Whatever you choose, please try to keep $_POST out of classes and methods. If a class or a method needs a POST value, pass it along as a parameter.

That way the code if more open for change. For example if you decide you want to add JSON API for example you can simply extract the values from the HTTP request and then pass those values to the class/method instead, without having to change it.

Also, methods and classes that don’t rely on some global state are easier to test. $_POST is relatively easy, but I find it easier to just always apply that principle.

2 Likes

I would agree that simply doing $name = $_POST['name']; is a waste of time, as you are doing nothing.
At least do: $name = trim($_POST['name']); or better $name = myValidationFunction($_POST['name']);

With post data from a form, I tend to have a pre-built array of indexes I expect to be in the post data.
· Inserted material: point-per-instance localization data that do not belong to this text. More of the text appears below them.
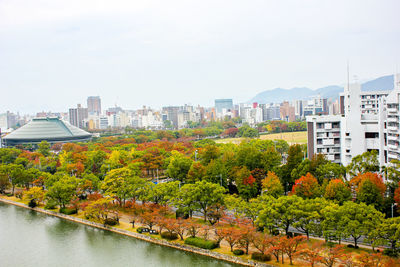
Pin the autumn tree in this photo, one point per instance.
(260, 242)
(63, 190)
(44, 148)
(308, 216)
(370, 259)
(307, 187)
(196, 172)
(231, 235)
(201, 196)
(295, 157)
(163, 193)
(246, 232)
(98, 210)
(389, 231)
(337, 191)
(358, 219)
(271, 185)
(332, 255)
(179, 166)
(280, 212)
(122, 184)
(311, 255)
(245, 183)
(192, 227)
(34, 194)
(370, 188)
(290, 246)
(366, 162)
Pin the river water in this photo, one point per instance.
(28, 238)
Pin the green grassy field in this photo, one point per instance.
(290, 137)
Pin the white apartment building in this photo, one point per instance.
(369, 121)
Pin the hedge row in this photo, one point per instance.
(260, 257)
(201, 243)
(68, 211)
(169, 236)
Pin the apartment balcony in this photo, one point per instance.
(372, 143)
(392, 110)
(392, 147)
(395, 120)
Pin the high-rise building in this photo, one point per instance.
(172, 115)
(77, 116)
(287, 112)
(221, 104)
(368, 121)
(94, 105)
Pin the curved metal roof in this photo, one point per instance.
(49, 129)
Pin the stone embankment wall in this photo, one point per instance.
(187, 248)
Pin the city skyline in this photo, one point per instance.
(122, 52)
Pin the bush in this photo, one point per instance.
(275, 232)
(110, 222)
(330, 244)
(238, 252)
(141, 230)
(201, 243)
(32, 203)
(153, 232)
(260, 257)
(169, 236)
(390, 252)
(181, 214)
(50, 205)
(68, 211)
(352, 246)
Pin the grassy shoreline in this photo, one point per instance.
(124, 230)
(290, 137)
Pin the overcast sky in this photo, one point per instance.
(53, 54)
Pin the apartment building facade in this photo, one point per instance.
(368, 121)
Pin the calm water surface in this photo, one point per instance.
(28, 238)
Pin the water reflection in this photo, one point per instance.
(28, 238)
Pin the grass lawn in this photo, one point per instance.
(290, 137)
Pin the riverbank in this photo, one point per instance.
(186, 248)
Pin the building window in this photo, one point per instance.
(370, 135)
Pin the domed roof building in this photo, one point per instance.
(52, 130)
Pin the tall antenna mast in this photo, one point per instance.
(348, 75)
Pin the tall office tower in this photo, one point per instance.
(94, 105)
(172, 115)
(221, 104)
(77, 116)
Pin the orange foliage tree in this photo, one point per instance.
(311, 255)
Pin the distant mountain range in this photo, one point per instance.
(279, 95)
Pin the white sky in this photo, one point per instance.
(53, 54)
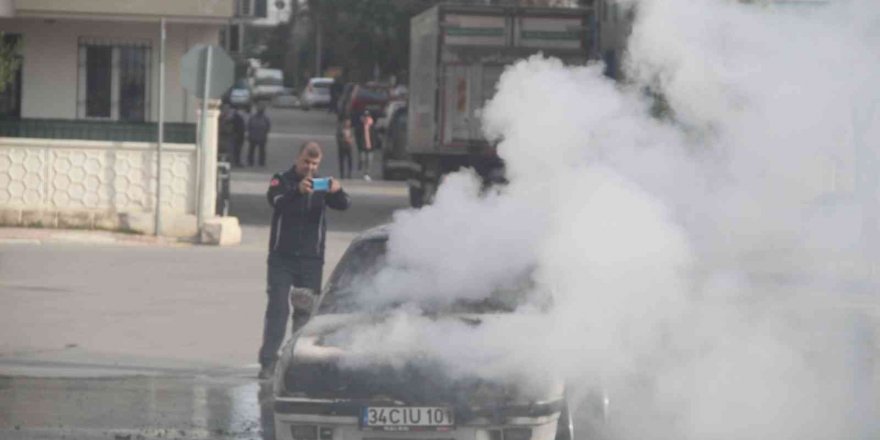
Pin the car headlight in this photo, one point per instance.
(517, 434)
(311, 432)
(304, 432)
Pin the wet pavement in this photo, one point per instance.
(135, 408)
(102, 341)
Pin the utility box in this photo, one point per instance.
(457, 55)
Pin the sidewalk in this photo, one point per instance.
(83, 236)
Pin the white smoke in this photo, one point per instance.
(693, 266)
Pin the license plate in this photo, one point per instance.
(407, 418)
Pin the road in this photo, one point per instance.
(124, 342)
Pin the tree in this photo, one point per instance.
(10, 61)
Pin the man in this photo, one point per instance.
(296, 244)
(259, 126)
(238, 128)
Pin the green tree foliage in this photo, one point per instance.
(10, 61)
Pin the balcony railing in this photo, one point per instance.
(175, 132)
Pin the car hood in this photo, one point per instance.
(316, 367)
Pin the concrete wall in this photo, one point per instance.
(50, 62)
(190, 9)
(93, 184)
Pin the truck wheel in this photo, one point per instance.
(416, 197)
(429, 190)
(565, 426)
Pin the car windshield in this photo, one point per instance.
(268, 81)
(373, 94)
(361, 264)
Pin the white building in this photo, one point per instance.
(98, 59)
(78, 124)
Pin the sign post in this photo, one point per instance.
(160, 136)
(206, 72)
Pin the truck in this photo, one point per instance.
(457, 55)
(266, 83)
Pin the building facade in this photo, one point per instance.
(78, 124)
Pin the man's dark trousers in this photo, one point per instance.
(284, 273)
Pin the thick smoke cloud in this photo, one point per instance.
(709, 269)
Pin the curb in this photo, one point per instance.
(35, 236)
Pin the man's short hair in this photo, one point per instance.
(311, 149)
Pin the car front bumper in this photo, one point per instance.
(339, 420)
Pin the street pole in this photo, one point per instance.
(317, 46)
(200, 214)
(161, 135)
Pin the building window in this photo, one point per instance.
(10, 97)
(261, 9)
(244, 8)
(99, 70)
(114, 80)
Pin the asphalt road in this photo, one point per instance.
(125, 342)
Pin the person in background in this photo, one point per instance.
(296, 244)
(365, 137)
(225, 128)
(345, 143)
(259, 126)
(239, 126)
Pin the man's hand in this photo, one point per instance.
(305, 186)
(335, 186)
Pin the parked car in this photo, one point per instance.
(266, 83)
(239, 95)
(286, 99)
(358, 98)
(319, 396)
(316, 93)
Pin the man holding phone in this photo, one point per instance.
(296, 244)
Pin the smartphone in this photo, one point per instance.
(321, 184)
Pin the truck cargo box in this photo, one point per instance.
(457, 54)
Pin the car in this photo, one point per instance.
(319, 396)
(266, 83)
(396, 162)
(239, 95)
(385, 121)
(316, 93)
(358, 98)
(286, 99)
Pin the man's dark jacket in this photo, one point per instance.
(299, 224)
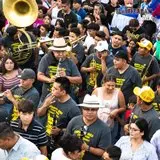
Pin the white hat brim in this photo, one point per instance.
(90, 105)
(58, 49)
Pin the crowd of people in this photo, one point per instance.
(81, 82)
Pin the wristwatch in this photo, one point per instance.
(88, 149)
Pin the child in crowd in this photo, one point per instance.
(112, 153)
(156, 48)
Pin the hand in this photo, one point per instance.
(92, 69)
(9, 94)
(49, 100)
(84, 146)
(52, 79)
(104, 55)
(62, 73)
(55, 131)
(113, 114)
(105, 156)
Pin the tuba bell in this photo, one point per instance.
(20, 13)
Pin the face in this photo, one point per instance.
(59, 54)
(142, 51)
(74, 155)
(117, 41)
(40, 13)
(97, 39)
(2, 51)
(76, 5)
(110, 86)
(56, 90)
(114, 2)
(91, 32)
(26, 83)
(132, 44)
(65, 7)
(96, 10)
(43, 31)
(47, 20)
(128, 3)
(118, 63)
(135, 131)
(90, 114)
(26, 118)
(9, 65)
(82, 30)
(59, 3)
(4, 144)
(72, 36)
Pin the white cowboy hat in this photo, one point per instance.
(91, 101)
(102, 46)
(59, 44)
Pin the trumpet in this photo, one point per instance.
(93, 75)
(58, 68)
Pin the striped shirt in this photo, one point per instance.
(35, 132)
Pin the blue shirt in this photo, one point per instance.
(23, 148)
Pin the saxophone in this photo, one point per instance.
(93, 75)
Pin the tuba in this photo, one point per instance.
(21, 13)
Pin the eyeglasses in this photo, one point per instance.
(134, 129)
(90, 109)
(83, 130)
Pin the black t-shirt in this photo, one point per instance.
(132, 34)
(110, 11)
(126, 81)
(68, 18)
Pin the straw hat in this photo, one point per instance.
(91, 101)
(59, 44)
(145, 93)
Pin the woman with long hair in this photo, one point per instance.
(114, 102)
(10, 71)
(136, 145)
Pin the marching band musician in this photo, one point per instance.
(146, 64)
(77, 48)
(67, 14)
(95, 133)
(56, 63)
(13, 39)
(93, 65)
(58, 109)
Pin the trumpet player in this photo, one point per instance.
(48, 65)
(93, 66)
(58, 108)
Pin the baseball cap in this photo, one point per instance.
(27, 74)
(158, 35)
(145, 93)
(145, 44)
(121, 54)
(101, 46)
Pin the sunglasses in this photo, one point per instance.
(90, 109)
(83, 130)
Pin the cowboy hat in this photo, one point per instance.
(59, 44)
(91, 101)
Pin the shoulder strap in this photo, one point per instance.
(147, 67)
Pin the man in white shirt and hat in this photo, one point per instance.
(56, 64)
(95, 134)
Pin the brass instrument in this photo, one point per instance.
(58, 68)
(20, 13)
(93, 75)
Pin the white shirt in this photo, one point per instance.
(58, 154)
(54, 14)
(156, 142)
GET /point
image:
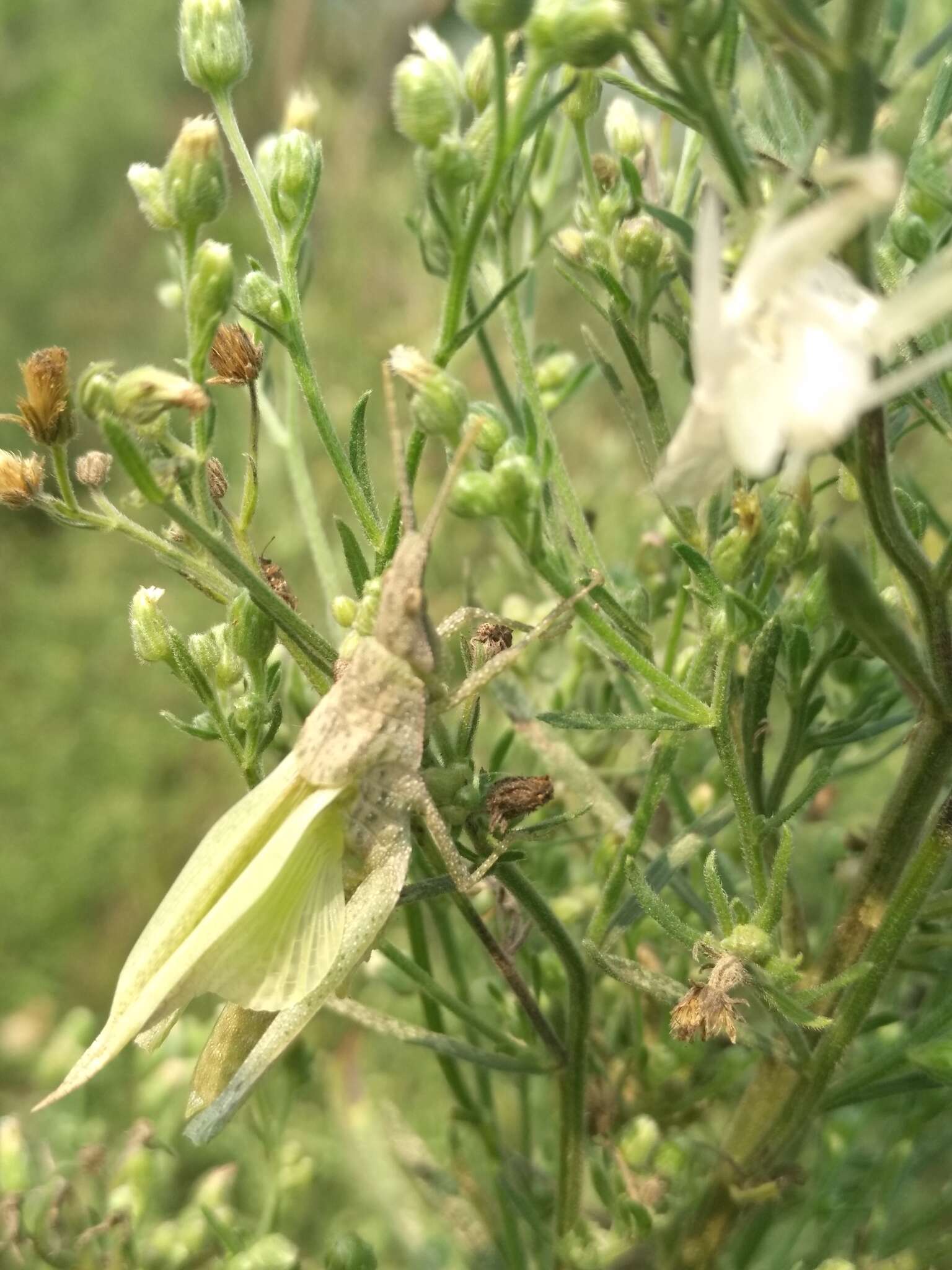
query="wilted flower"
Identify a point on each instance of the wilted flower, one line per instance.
(257, 916)
(20, 479)
(144, 394)
(93, 468)
(235, 357)
(45, 411)
(707, 1010)
(783, 361)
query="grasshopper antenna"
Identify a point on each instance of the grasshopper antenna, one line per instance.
(446, 488)
(407, 504)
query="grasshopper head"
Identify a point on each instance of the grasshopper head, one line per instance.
(403, 624)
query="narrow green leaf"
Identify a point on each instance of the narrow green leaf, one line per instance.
(133, 460)
(708, 582)
(471, 328)
(757, 699)
(357, 446)
(857, 603)
(718, 894)
(580, 721)
(438, 1042)
(353, 556)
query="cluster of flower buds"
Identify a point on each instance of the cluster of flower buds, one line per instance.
(191, 190)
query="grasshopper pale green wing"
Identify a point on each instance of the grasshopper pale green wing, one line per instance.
(255, 916)
(364, 917)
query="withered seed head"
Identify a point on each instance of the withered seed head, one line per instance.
(20, 479)
(514, 797)
(218, 481)
(491, 638)
(275, 577)
(707, 1010)
(46, 412)
(93, 468)
(235, 357)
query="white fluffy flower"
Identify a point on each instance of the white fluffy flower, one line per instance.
(785, 360)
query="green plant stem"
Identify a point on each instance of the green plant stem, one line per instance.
(61, 470)
(565, 492)
(571, 1137)
(664, 755)
(881, 953)
(295, 338)
(726, 750)
(459, 282)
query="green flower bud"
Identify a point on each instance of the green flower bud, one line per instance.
(475, 494)
(439, 402)
(749, 943)
(272, 1253)
(249, 633)
(495, 16)
(584, 99)
(423, 99)
(301, 111)
(299, 162)
(345, 610)
(94, 390)
(452, 162)
(555, 371)
(518, 483)
(639, 243)
(479, 70)
(640, 1140)
(209, 293)
(150, 626)
(196, 186)
(214, 45)
(263, 301)
(624, 131)
(351, 1253)
(493, 432)
(141, 395)
(578, 32)
(149, 187)
(912, 235)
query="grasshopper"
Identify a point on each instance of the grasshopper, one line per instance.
(262, 915)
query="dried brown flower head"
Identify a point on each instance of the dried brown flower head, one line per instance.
(275, 577)
(514, 797)
(93, 468)
(707, 1010)
(491, 638)
(20, 479)
(46, 412)
(216, 478)
(235, 357)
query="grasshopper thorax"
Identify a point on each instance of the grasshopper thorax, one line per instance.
(403, 624)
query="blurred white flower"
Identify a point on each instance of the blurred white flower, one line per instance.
(783, 361)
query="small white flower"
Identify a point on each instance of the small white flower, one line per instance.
(783, 361)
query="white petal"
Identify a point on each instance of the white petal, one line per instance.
(706, 337)
(366, 916)
(778, 254)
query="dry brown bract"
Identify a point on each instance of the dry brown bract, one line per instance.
(491, 638)
(514, 797)
(235, 357)
(20, 479)
(707, 1010)
(45, 412)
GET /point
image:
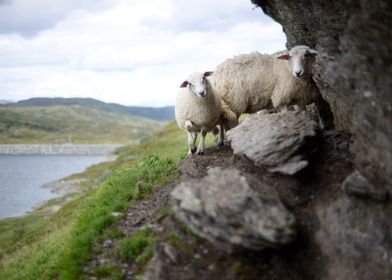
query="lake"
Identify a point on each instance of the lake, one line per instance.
(21, 178)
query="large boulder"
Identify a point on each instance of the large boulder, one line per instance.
(355, 235)
(225, 208)
(353, 71)
(280, 142)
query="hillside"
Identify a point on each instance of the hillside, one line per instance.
(161, 114)
(81, 121)
(56, 243)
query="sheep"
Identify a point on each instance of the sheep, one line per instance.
(248, 83)
(198, 109)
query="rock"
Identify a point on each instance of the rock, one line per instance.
(353, 70)
(357, 184)
(356, 237)
(224, 208)
(280, 142)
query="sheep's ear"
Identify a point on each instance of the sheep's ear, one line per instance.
(284, 57)
(184, 84)
(208, 73)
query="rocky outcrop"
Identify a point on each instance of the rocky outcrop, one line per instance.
(225, 208)
(279, 142)
(353, 71)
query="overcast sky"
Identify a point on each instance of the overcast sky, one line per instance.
(131, 52)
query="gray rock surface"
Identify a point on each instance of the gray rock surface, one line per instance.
(224, 208)
(276, 141)
(353, 70)
(356, 237)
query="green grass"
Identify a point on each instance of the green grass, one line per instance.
(57, 245)
(138, 248)
(71, 124)
(64, 241)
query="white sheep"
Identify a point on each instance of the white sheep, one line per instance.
(248, 83)
(198, 109)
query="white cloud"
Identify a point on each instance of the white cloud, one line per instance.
(133, 52)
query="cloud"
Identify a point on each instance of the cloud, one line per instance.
(131, 52)
(27, 18)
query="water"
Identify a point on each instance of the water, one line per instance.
(21, 178)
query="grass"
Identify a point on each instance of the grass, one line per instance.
(62, 243)
(71, 124)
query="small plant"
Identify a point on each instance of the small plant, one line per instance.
(174, 238)
(138, 248)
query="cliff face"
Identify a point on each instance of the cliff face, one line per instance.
(353, 72)
(288, 200)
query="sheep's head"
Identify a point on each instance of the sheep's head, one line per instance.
(196, 83)
(301, 59)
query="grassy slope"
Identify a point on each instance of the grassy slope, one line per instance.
(77, 124)
(64, 241)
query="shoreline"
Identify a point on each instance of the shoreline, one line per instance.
(58, 149)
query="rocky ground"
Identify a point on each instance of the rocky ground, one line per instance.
(267, 205)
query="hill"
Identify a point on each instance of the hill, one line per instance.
(59, 120)
(161, 114)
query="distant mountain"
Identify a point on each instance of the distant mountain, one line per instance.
(161, 114)
(76, 120)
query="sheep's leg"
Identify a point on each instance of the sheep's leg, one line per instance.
(201, 148)
(299, 107)
(221, 135)
(192, 136)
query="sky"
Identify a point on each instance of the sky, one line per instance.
(131, 52)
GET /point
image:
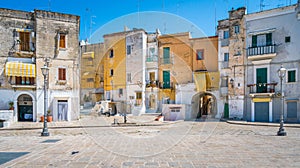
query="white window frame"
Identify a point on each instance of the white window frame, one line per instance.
(66, 40)
(224, 34)
(296, 75)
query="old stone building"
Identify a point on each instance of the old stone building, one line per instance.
(252, 48)
(92, 73)
(269, 46)
(29, 40)
(231, 34)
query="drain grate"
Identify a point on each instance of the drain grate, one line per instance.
(8, 156)
(51, 140)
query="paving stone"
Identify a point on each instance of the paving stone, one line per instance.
(181, 144)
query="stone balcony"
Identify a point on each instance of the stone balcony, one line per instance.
(262, 89)
(262, 52)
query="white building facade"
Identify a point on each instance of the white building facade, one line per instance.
(270, 45)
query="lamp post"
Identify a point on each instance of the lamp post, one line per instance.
(45, 71)
(281, 74)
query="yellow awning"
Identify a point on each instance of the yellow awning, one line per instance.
(260, 99)
(200, 81)
(20, 69)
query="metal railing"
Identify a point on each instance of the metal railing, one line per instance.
(262, 88)
(261, 50)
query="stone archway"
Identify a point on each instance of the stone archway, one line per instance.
(204, 104)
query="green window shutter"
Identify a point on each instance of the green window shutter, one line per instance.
(254, 41)
(269, 39)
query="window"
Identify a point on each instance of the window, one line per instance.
(226, 57)
(175, 109)
(121, 92)
(166, 55)
(262, 40)
(269, 39)
(254, 41)
(128, 77)
(291, 76)
(226, 34)
(200, 54)
(24, 38)
(62, 40)
(128, 49)
(288, 39)
(236, 29)
(61, 73)
(224, 81)
(138, 98)
(111, 53)
(152, 51)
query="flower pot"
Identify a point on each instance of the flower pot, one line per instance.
(49, 118)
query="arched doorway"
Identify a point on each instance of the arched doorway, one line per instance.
(204, 104)
(25, 108)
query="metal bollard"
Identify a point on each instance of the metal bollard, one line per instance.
(125, 120)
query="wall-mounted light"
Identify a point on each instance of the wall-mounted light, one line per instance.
(232, 82)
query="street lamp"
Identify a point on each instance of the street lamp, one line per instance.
(281, 74)
(45, 71)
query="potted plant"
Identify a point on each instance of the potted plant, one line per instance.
(11, 105)
(49, 116)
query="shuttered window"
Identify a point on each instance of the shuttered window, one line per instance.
(254, 41)
(24, 41)
(269, 39)
(292, 76)
(62, 40)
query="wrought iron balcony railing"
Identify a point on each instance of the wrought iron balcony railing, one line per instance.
(261, 50)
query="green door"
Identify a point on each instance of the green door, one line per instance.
(166, 79)
(261, 80)
(166, 55)
(25, 113)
That way you can safely foreach through your data.

foreach($myArray as $input) {
   $formData[$input] = myValidationFunction($_POST[$input]);
}

If you simply did:-

foreach($_POST as $input => $value){...

People can inject any new input they want, or exclude ones you do want.

My example is a simplification, as I would probably have more data in the array to specify what data I expected to be in each input, so validation knows what to consider valid and what’s not.

2 Likes

That is what I do as well. I have a “Whitelist” array of allowed/expected indexes and another array of “required” indexes and then loop over those in my validation class.

1 Like

Guys, filter_input is there for a reason. This looks like it is going to get hotly debated (not sure why other than some misguided opinions), but to the OP I assure you that you don’t want to be using your $_POST and $_GET freely. Validate them for sure, sanitize them where appropriate. If the app expects an integer in the range of 1-100 and the user supplies 101, maybe the best option is just to set it to 100. Maybe you need to encode them for a link or something.

I recommend looking at the examples for filter_var, filter_input, and filter_input_array for plenty of examples of why you would want to sanitize values coming in. Just make sure you validate along with your sanitization.

I will leave it at that. :wink:

2 Likes

Thank you everyone for your input. I think I got what I needed in there!

1 Like

You don’t get away that easy, lol. :grin:

I fear we may be straying from the OP of whether to create variables for nothing or not but…

Validate Input, Escape Output. Very simple.

I define “sanitizing” data as changing data. You don’t change incoming data, you just don’t. You deal with it appropriately on output based on the context at which point it is OK to change it (Sanitize).

2 Likes